Built like a fancier-looking Martin D-18, this mid-70s (low 16xxx serial number) Japanese-built Alvarez Yairi is a kick-butt dreadnought. It's not as complex as a similar-styled Martin or Gibson from the same time but it does have very strong fundamentals and a good thick bottom end with snappy highs.
My work (for a customer) was simply a fret level/dress, new bone saddle, and setup. It played pretty well (for a completely non-adjusted one-owner guitar) from the get-go which means that despite the evidence of lots of playwear, it's certainly been babied -- which is a good thing. I've seen guitars trashed by poor storage and carelessness far too many times!

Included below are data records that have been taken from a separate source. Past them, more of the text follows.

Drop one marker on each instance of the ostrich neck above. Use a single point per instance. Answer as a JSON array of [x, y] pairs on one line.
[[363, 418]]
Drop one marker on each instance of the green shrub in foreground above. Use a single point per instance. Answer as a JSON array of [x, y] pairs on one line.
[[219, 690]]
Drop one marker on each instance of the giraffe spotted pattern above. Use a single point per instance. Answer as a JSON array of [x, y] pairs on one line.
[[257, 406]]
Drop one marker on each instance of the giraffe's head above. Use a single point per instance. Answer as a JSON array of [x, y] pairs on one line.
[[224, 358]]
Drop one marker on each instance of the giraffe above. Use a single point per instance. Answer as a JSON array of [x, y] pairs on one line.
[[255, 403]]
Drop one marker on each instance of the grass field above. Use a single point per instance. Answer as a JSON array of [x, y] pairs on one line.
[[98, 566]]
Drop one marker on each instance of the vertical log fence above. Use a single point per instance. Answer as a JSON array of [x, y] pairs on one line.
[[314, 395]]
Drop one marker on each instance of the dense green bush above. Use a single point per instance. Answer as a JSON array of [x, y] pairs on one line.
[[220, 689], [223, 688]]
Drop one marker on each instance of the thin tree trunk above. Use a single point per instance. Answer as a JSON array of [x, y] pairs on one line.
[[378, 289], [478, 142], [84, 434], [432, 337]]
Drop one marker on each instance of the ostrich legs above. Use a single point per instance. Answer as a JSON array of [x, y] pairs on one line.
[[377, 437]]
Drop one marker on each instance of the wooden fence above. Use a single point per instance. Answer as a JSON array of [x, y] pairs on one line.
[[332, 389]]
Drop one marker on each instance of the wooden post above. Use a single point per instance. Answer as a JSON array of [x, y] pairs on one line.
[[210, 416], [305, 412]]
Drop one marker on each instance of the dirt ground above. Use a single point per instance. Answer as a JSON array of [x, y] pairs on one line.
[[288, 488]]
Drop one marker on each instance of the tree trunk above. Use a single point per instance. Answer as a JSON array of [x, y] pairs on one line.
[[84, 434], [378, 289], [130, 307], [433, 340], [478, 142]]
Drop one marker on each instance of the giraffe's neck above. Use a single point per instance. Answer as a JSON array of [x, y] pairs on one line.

This bridge had been amateurly "string ramped" beforehand, but I cut them out with a bit more definition so they wouldn't wear poorly. The new bone saddle replaced a (broken) synthetic one and the tone is much more responsive. At the same time I compensated the B-string slot area which helped with precise intonation.
As far as materials? Solid spruce top, mahogany back, sides, and neck and rosewood fretboard and bridge.
Check out the nice trim the Yairi workshop put on this guy... real snazzy.
The original frets leveled and dressed nicely.
Who doesn't like a backstrip?
Gold-plated rotomatics with a Martin-style "volute."